Hahah, naw man I was just kidding. Those were indeed some great looking cars (I must admit, I am a bit biased towards the TT though)!!!

:beer:


----------



## jetta2.8 (May 18, 2009)

I


----------



## Krissrock (Sep 10, 2005)

OEMconcept said:


> I didn't take the pictures, but this is what he wrote in another post regarding the camera:
> 
> "1DMrkIIN (really old camera, 1.3x crop factor, using it because I can get wider shots compared to a xxD camera). Wide angle shots of the booth were with a 17-40L. Headshots, close up shots, etc., 135L F2"
> 
> hope that helps answer your question!


lol..I think i understand 'em. I'm kinda new to the camera stuff..but I think this person is using "L" instead of "mm" 17-40mm would be a wide angle lens, and 135mm would be more a zoom...if I'm understanding him right. Just never seen someone use "L". and F2...I'm assuming the F-stop, is usually a decimal, like 2.0. I was just interested in the F-stop for all o' 'em. Thanks though:thumbup:


----------



## Riblish10 (Oct 24, 2005)

Krissrock said:


> lol..I think i understand 'em. I'm kinda new to the camera stuff..but I think this person is using "L" instead of "mm" 17-40mm would be a wide angle lens, and 135mm would be more a zoom...if I'm understanding him right. Just never seen someone use "L". and F2...I'm assuming the F-stop, is usually a decimal, like 2.0. I was just interested in the F-stop for all o' 'em. Thanks though:thumbup:


When he says "L" he's referring to the canon 17-40mm and 135mm L Series lenses


----------



## paullee (Feb 3, 2008)

[/QUOTE]

Does ECS sell this hood ornament and will this increase the drag coeficient for my TT?


----------



## AudiChild (Mar 7, 2009)

Any info on the wheel set up on the TT ?? Thanks ..


----------



## OEMconcept (Aug 19, 2010)

AudiChild said:


> Any info on the wheel set up on the TT ?? Thanks ..

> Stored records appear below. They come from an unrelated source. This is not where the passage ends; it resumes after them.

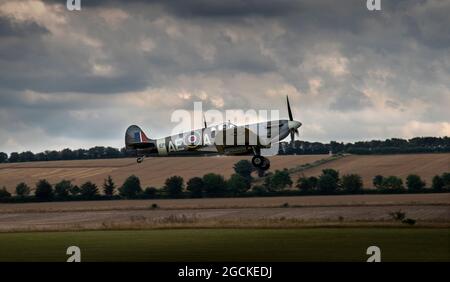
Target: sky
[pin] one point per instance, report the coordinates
(76, 79)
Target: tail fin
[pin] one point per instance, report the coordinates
(135, 138)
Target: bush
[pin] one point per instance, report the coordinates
(333, 173)
(237, 184)
(62, 188)
(352, 183)
(89, 190)
(398, 215)
(259, 190)
(4, 194)
(414, 183)
(195, 186)
(446, 179)
(174, 185)
(327, 184)
(22, 190)
(409, 221)
(44, 190)
(392, 183)
(278, 180)
(378, 181)
(131, 187)
(244, 168)
(109, 186)
(214, 184)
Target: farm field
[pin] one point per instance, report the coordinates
(425, 165)
(154, 171)
(232, 245)
(428, 210)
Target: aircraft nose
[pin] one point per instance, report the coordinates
(293, 124)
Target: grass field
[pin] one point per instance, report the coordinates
(401, 165)
(308, 244)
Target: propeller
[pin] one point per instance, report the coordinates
(291, 118)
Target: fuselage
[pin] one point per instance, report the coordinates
(220, 139)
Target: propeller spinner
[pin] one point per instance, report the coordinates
(292, 124)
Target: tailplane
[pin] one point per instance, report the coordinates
(135, 138)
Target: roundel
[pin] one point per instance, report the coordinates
(193, 140)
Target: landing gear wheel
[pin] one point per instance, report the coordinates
(257, 161)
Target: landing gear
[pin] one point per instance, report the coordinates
(261, 162)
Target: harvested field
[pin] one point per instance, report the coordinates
(357, 210)
(219, 218)
(425, 165)
(152, 172)
(230, 245)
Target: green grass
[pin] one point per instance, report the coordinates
(308, 244)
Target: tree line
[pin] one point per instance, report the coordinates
(388, 146)
(239, 184)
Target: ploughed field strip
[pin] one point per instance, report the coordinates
(433, 199)
(152, 172)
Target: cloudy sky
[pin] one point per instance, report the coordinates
(78, 79)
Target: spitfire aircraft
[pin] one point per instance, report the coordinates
(226, 139)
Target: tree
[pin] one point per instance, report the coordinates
(89, 190)
(327, 183)
(352, 183)
(62, 188)
(22, 189)
(44, 190)
(446, 179)
(333, 173)
(3, 157)
(414, 182)
(278, 180)
(131, 187)
(4, 194)
(259, 190)
(244, 168)
(14, 157)
(307, 183)
(214, 184)
(392, 183)
(438, 183)
(378, 181)
(174, 185)
(109, 186)
(75, 190)
(195, 187)
(238, 184)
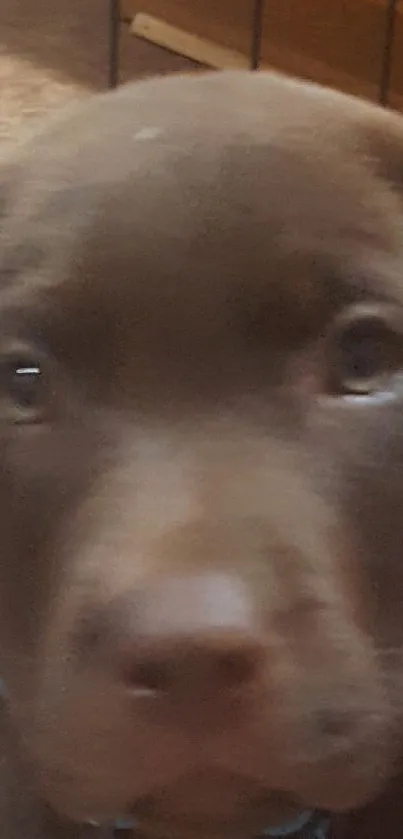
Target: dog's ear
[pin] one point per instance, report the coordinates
(383, 135)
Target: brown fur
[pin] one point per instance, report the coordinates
(201, 577)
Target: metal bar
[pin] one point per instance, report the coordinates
(387, 54)
(257, 25)
(114, 43)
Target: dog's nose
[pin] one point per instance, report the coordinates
(193, 635)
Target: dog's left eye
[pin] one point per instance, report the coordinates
(365, 351)
(23, 388)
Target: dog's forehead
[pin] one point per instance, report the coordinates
(194, 192)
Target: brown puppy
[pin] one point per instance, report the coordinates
(201, 411)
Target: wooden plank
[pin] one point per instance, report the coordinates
(336, 42)
(185, 43)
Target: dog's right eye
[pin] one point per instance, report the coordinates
(365, 351)
(23, 388)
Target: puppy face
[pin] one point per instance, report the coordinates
(201, 406)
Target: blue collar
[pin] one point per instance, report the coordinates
(310, 824)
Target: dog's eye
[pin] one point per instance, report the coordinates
(365, 351)
(22, 386)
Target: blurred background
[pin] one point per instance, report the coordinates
(53, 50)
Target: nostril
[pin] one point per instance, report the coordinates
(184, 668)
(335, 724)
(235, 668)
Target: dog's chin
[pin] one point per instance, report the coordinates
(239, 812)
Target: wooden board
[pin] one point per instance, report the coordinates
(335, 42)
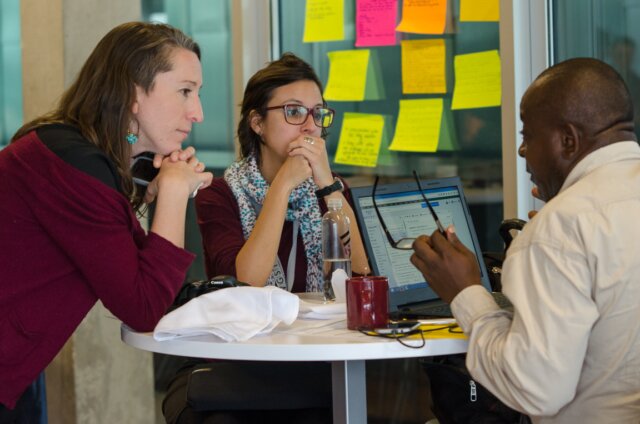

Rotiform BLQ 19x8.5 ET35 5x112, 15mm adapters up front, 20mm in the rear :thumbup:


----------



## aTTune (Oct 11, 2009)

idk about sexy but its wet


----------



## SteveCJr (Aug 3, 2008)

image host fail =\ can't see them


----------



## exboy99 (May 14, 2002)

upgrade your photobucket to pro.... we all win


----------



## PearlA4 (Apr 10, 2007)

Does this chick have two right feet?


----------



## PLAYED TT (Oct 17, 2010)

PearlA4 said:


> Does this chick have two right feet?


She has 3 actually. One is invisible...


----------



## Oh_My_VR6 (Sep 6, 2004)

I just wish those roots had been taken care of. It's all in the details..


----------